Ленинградские тетради Алексея Дубравина | страница 61
Именно голубоватым. У нас в Сосновке зимние вечера всегда были почему-то акварельно-голубые.
В конце школьного дня, покончив со всеми неотложными делами, мы становились на лыжи и наперегонки спускались на Оку, чтобы затем попарно или поодиночке бежать под луной пять, шесть, восемь километров — кто сколько желает — по холмистым заокским просторам. Синий ветер свистит в ушах, под лыжами тонко повизгивает снег, легкий мороз покалывает щеки, а ты, опьяненный буйной радостью и чем-то приятно волнующим, летишь и летишь от холма к холму и только отмечаешь: бледно-голубое поле — это вершина, темно-зеленое, скрытое тенью, — это ложбина меж двумя холмами. И дальше, вперед и вперед, особенно если впереди тебя, точно спустившаяся птица, мчится озорная девушка, зовет поравняться с нею. Что ж, можно поравняться. Легкое усилие, резкий бросок — вот и поравнялись на узкой вершине снежного бархана. Нечаянный толчок в ее тонкую спину — и мы уже вместе, сначала на лыжах, потом как попало, один через другого, штурмуем глубокую темную долину. Медленно встаем, стряхиваем снег, собираем лыжи. Она выбивает холодные льдинки из кос, а ты деликатно извиняешься.
— Лешка, как не стыдно! — говорит она и обиженно поджимает губы.
На самом же деле она нимало не обиделась. Я вижу при лунном электричестве, как шаловливо блестят ее черные глаза и радостно прыгают длинные ресницы. В общем, нам обоим нравится эта случайная свалка в снегу, — я рад, что ее придумал. Мы снова, как бы невзначай, повторяем сумасшедший номер, затем убегаем дальше.
Поздно вечером, при торжественно царствующей луне, уставшие, мы возвращаемся.
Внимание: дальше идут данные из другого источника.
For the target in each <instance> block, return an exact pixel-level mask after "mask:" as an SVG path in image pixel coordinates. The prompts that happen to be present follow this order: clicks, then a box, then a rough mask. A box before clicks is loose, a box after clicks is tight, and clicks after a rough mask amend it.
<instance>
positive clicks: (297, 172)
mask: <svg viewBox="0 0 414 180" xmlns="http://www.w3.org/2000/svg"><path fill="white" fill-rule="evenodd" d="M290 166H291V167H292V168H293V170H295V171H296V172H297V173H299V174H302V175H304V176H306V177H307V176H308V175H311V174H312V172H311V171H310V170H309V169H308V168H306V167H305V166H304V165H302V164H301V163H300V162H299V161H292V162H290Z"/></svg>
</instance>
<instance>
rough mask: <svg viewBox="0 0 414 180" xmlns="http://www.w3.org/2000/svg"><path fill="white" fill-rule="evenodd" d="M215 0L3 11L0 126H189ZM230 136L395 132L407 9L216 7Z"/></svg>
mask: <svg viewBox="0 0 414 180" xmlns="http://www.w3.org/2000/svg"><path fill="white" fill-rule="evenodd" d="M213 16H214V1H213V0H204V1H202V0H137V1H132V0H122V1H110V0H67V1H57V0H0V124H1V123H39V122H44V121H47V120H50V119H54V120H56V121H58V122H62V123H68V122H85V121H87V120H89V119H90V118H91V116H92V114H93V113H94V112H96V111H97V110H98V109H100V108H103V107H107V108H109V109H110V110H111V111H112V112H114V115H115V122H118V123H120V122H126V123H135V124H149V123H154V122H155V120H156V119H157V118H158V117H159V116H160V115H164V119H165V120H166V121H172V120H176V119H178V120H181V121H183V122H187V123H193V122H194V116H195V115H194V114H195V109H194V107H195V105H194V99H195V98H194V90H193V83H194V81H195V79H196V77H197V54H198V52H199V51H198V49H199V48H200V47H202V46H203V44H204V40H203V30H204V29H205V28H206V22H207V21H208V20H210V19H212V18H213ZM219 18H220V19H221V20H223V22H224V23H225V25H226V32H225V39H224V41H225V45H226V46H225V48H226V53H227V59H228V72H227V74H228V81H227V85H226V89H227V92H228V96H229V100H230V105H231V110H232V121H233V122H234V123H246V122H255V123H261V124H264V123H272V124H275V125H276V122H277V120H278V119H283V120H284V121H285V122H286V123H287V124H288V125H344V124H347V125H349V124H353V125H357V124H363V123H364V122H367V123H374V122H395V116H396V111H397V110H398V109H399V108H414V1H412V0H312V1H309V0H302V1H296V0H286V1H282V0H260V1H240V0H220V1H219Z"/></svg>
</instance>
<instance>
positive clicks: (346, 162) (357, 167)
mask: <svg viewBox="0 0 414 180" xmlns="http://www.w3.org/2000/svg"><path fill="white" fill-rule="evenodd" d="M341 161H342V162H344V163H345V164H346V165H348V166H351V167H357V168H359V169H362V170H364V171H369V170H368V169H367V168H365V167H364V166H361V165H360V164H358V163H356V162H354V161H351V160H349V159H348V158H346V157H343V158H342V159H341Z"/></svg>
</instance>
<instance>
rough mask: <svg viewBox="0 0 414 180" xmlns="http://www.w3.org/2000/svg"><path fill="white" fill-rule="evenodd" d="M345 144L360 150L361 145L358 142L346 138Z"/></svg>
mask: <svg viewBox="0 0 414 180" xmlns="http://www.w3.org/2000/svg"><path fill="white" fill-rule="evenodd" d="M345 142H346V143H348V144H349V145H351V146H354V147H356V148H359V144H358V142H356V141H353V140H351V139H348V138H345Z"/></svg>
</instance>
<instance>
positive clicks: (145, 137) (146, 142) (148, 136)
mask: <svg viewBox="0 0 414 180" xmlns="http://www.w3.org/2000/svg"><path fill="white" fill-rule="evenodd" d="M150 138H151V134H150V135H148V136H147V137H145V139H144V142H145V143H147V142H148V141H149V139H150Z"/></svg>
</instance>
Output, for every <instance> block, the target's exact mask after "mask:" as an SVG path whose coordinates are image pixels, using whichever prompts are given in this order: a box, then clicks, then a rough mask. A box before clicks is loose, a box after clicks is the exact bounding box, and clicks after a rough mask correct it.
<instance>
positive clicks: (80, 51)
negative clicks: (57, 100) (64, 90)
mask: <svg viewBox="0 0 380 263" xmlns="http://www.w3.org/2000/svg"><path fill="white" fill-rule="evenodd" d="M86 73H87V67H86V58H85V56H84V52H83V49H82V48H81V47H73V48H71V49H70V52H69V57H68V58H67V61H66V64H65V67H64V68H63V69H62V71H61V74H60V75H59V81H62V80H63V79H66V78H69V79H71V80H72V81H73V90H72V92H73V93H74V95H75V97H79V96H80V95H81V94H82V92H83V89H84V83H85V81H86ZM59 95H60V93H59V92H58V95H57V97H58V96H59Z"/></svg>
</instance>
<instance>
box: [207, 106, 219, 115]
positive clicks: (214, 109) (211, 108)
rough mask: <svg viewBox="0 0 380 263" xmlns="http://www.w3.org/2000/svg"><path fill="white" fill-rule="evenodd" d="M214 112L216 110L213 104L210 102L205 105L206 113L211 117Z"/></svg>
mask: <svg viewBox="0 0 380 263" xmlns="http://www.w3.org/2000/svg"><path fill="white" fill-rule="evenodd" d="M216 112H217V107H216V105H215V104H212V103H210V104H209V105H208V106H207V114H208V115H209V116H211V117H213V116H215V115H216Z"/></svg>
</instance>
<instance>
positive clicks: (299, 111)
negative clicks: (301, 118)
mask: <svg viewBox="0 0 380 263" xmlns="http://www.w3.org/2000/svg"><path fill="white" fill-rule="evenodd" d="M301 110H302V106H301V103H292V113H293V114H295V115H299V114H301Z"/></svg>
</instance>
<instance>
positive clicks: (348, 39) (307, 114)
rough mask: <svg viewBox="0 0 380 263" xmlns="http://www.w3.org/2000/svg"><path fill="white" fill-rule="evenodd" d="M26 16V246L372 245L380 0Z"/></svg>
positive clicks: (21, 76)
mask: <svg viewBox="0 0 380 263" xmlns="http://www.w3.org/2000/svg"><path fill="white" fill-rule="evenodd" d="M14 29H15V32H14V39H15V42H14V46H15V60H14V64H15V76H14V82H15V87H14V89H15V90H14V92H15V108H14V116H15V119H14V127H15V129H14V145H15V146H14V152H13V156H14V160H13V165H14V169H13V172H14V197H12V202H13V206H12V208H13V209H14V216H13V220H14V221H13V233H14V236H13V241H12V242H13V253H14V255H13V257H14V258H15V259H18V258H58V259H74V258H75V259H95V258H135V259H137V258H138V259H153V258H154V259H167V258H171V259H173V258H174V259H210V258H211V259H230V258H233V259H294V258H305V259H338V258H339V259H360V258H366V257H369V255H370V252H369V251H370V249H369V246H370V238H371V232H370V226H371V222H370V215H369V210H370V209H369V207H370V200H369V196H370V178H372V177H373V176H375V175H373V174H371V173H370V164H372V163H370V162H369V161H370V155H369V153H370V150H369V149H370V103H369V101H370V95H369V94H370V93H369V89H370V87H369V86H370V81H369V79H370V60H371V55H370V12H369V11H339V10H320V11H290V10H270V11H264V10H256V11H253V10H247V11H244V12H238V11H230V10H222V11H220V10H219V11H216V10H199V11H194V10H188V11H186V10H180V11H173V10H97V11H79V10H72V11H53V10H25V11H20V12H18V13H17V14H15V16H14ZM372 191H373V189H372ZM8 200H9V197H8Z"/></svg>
— Спасибо, — шепчет она, тихо открывая калитку.
— До завтра, — отвечаю я и медленно удаляюсь на свой конец поселка.
Завтра новый безоблачный день, новые важные дела, новые радости и волнения…
Нас было четверо
Нас было четверо — друзей школьных лет, мы вместе учились и вместе проводили время. Про нас говорили: «Водой не разольешь». В действительности было иначе.
Нередко наш дружный квартет внезапно распадался, кто-нибудь временно выбывал, — тогда оставалось сколоченное трио. Но скоро возвращался и блудный четвертый… Этим четвертым чаще всего бывал Виктор — приятель капризный и манерный: он редко одобрял совместные затеи, но постоянно требовал видного места в четверке. Юрка и Пашка были куда снисходительней: не в пример Приклонскому, они ни на что не претендовали, но и ни за что не согласились бы покинуть добровольно корпорацию. Мне, секретарю комитета комсомола, сама судьба, должно быть, повелела быть цементирующим стержнем в синклите. Я ревностно оберегал его непрочное единство и всякий раз при разногласиях отыскивал основу для сплочения. Должен признаться, мне не всегда удавалось играть свою роль легко и безупречно.